There are several migratory routes through Romania. The significant gathering places are mostly in the southern lowlands of the country. Masses of falcons rest and prepare for the migration there. There are two main migratory routes in Romania. There is one in the west. It goes through the Great Hungarian Plain, and the second one lies on the east side of the country, it goes through between the Carpathians and the Black Sea, and it touches the Bărăgan Plain and Dobrudja. However, there are also secondary routes which are used by less specimens, such as the upper section of the Olt river, which passes through the Csíki Basin and the Brașov Basin.
At these gathering places, not just those specimens gather which breed in the given area or in the country, but also a lot of birds arrive there from Eastern Europe and Asia. The Ukrainian, Russian, and Kazakh steppes and wooded steppes, which are the eastern part of the range, are characterised by a continental climate where the autumn time is harder than in the Carpathian Basin or the plains of the west of the Black Sea. Probably, this is the reason why these eastern Red-footed Falcons prepare for the migration in southwestern Ukraine, southeastern Romania, and in the Great Plain regions of the Carpathian Basin (mainly in Hungary, Romania, and Serbia).
In Bărăgan and Dobrudja, we now know a lot of gathering places where a lot of Red-footed Falcons are, and we assume that a significant part of the world population migrates between the Carpathians and the Black Sea, which is not a negligible fact.

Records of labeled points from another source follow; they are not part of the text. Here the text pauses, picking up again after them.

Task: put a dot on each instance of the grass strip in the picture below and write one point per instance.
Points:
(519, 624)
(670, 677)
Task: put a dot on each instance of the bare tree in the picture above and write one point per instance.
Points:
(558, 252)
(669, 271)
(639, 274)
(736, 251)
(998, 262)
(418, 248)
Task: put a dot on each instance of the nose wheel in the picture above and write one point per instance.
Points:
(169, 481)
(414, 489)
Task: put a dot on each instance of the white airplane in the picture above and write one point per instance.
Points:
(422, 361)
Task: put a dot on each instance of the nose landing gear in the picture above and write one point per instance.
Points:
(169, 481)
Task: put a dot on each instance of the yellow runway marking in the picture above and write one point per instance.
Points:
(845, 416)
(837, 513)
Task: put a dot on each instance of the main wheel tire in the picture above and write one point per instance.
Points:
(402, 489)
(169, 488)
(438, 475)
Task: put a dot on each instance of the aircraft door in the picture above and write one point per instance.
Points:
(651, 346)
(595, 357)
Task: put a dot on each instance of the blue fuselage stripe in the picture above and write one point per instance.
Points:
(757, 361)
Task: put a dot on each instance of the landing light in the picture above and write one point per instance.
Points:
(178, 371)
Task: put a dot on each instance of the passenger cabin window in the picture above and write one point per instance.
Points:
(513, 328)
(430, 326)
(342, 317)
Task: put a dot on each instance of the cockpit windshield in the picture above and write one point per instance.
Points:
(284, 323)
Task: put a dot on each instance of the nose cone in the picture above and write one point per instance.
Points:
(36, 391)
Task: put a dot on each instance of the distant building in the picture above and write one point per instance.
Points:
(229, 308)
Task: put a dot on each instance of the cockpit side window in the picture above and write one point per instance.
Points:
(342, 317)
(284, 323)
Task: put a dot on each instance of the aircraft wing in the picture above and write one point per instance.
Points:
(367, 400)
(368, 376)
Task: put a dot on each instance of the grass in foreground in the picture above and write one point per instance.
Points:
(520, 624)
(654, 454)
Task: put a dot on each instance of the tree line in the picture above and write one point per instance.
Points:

The migration of Red-footed Falcons is difficult due to several obstacles, such as the Mediterranean Sea, the Sahara, or the tropical rainforests of West Africa. The more physically prepared the birds are, the less death will be during this long journey and more specimens will return to the breeding grounds. We believe that Romania has a significant responsibility in conservation of the species. It is important for the birds to have sufficient food around the gathering places and to have undisturbed roosting sites. Unfortunately, this is not always the case. Tree felling and intensive agriculture also affect the quality of resting places. The effects of climate change are not helping in these areas either. Due to this year’s extreme drought, there was less insect food available for the falcons, making it difficult for them to properly prepare for the trip.
If we want to ensure the protection of the Red-footed Falcons gathering places, we must first know where those are. We have been following their movements during autumn on the western border for the past 13 years, but we have little information from the eastern part of Romania, although we were aware that this is also a significant area. We will not stop and next year we will continue our survey! In a later post, we also will report about the results on the western migratory route.